What this paper adds
- Participants using a decision aid in a shared decision‐making setting have lower decision conflict after its use than those where paper‐based guidelines are used in a traditional way.
- Those who are not already taking warfarin are much less likely to start this treatment when using the computerised decision aid than in the evidence‐based paper guidelines arm. This could have significant implications for treatment uptake and stroke prevention.

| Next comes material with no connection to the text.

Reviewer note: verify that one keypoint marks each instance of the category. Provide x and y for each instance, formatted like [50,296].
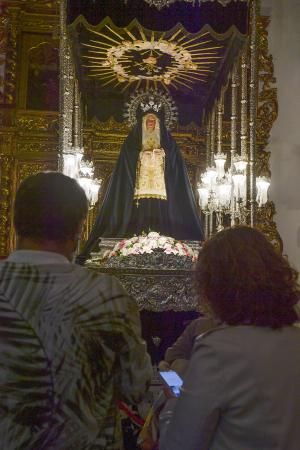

Each clinic was delivered by a single doctor, raising the question as to whether the findings reflect the different interventions, the different doctors delivering the interventions or some combination of the two. In some respects this is a false distinction; we were evaluating a package of decision support, and we attempted to minimise any doctor‐specific effect by training the doctors in the intervention and the desired mode of delivery. The two doctors delivering the clinics did communicate differently, but that was the intention. The decision aid arm of the trial was presented and delivered within a consultation that incorporated a process of shared decision‐making, while the doctor delivering the guidelines advice did so by directly advising the patient on what the guidelines recommended for that patient in a more paternalistic model. Indeed, the results of the survey of participants as to who made the decisions at the clinic suggest that this was effective and hence that the findings are likely to reflect the decision aid and its delivery, rather than the individual characteristics or style of the doctors. There were variations in doctors' behaviours, but these appeared to be related to specific doctor–patient interactions, rather than the arm of the trial. Video‐recording of the interactional dynamics of the consultations and detailed qualitative investigation of patients' perspectives were an important element of this study and have been described in detail elsewhere.28,29
In summary, our study suggests that a computerised decision aid that presents balanced benefits and harms of therapy in the setting of shared decision‐making can lead to reduced decision conflict with an enhanced understanding by patients and decisions consistent with their values. This reflects the findings of use of similar decision aids in other clinical settings. In addition we found a marked difference in the actual decisions made in participants who were not already on warfarin with an apparent reluctance to start warfarin when participants were well informed and able to apply their values to their decisions. This finding may have significant implications for the impact of shared decision‐making and the use of decision aids in patients who are making decisions about preventive therapies and is worthy of further exploration.